Investigating Customization Strategies and Convergence Behaviors of Task-Specific ADMM.

Alternating Direction Method of Multiplier (ADMM) has been a popular algorithmic framework for separable optimization problems with linear constraints. For numerical ADMM fail to exploit the particular structure of the problem at hand nor the input data information, leveraging task-specific modules (e.g., neural networks and other data-driven architectures) to extend ADMM is a significant but challenging task. This work focuses on designing a flexible algorithmic framework to incorporate various task-specific modules (with no additional constraints) to improve the performance of ADMM in real-world applications.

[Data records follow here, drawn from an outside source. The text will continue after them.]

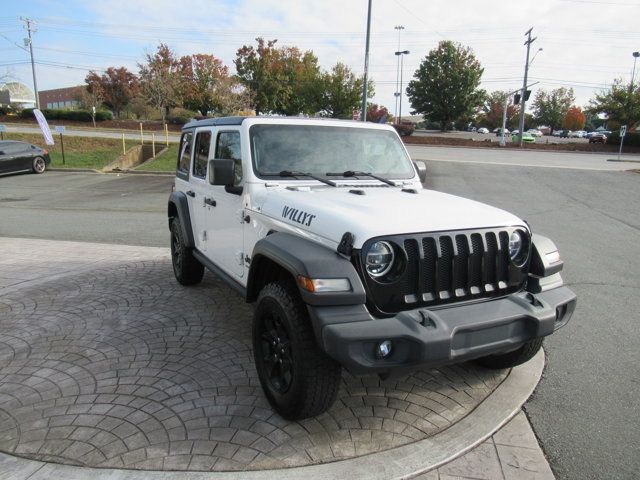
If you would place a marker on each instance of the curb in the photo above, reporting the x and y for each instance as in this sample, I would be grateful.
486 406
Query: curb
402 462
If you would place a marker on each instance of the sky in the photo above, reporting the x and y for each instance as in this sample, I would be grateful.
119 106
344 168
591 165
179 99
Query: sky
585 44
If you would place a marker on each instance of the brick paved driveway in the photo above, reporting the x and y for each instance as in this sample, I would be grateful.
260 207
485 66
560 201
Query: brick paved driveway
116 365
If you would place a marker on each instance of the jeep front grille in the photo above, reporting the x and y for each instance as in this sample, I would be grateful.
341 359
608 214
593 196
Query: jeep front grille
446 267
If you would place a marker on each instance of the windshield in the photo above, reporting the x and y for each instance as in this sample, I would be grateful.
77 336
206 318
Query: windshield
320 150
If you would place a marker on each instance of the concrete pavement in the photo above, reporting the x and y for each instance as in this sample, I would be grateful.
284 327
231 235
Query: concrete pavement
88 331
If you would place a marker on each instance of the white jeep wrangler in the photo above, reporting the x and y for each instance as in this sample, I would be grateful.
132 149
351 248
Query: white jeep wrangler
351 263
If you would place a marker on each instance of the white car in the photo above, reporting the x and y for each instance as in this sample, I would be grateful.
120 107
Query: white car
324 225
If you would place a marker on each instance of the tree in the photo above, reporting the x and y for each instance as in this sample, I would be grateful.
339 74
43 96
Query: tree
160 79
260 70
621 104
574 119
342 92
378 114
281 80
200 75
117 86
492 111
551 108
445 86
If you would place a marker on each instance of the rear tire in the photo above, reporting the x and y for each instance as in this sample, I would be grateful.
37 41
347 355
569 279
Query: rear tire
512 359
39 165
187 269
298 378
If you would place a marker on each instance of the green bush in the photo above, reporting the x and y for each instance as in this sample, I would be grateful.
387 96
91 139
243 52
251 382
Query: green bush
180 116
631 139
75 115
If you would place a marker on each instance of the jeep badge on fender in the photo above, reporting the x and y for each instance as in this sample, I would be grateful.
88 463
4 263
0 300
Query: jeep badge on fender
353 264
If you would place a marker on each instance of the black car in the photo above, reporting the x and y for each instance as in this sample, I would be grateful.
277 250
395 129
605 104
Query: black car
21 157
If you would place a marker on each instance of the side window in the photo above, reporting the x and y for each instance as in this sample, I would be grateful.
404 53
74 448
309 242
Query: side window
201 154
184 157
228 146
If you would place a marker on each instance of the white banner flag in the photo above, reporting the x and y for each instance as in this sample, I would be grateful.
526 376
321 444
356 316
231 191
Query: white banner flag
44 126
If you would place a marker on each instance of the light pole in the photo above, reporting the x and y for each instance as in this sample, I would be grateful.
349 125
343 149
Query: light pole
401 55
633 75
396 94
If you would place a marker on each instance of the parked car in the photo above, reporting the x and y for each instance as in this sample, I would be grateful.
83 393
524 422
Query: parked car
598 138
22 157
404 129
526 138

Specifically, we propose Guidance from Optimality (GO), a new customization strategy, to embed task-specific modules into ADMM (GO-ADMM). By introducing an optimality-based criterion to guide the propagation, GO-ADMM establishes an updating scheme agnostic to the choice of additional modules. The existing task-specific methods just plug their task-specific modules into the numerical iterations in a straightforward manner. Even with some restrictive constraints on the plug-in modules, they can only obtain some relatively weaker convergence properties for the resulted ADMM iterations. Fortunately, without any restrictions on the embedded modules, we prove the convergence of GO-ADMM regarding objective values and constraint violations, and derive the worst-case convergence rate measured by iteration complexity. Extensive experiments are conducted to verify the theoretical results and demonstrate the efficiency of GO-ADMM.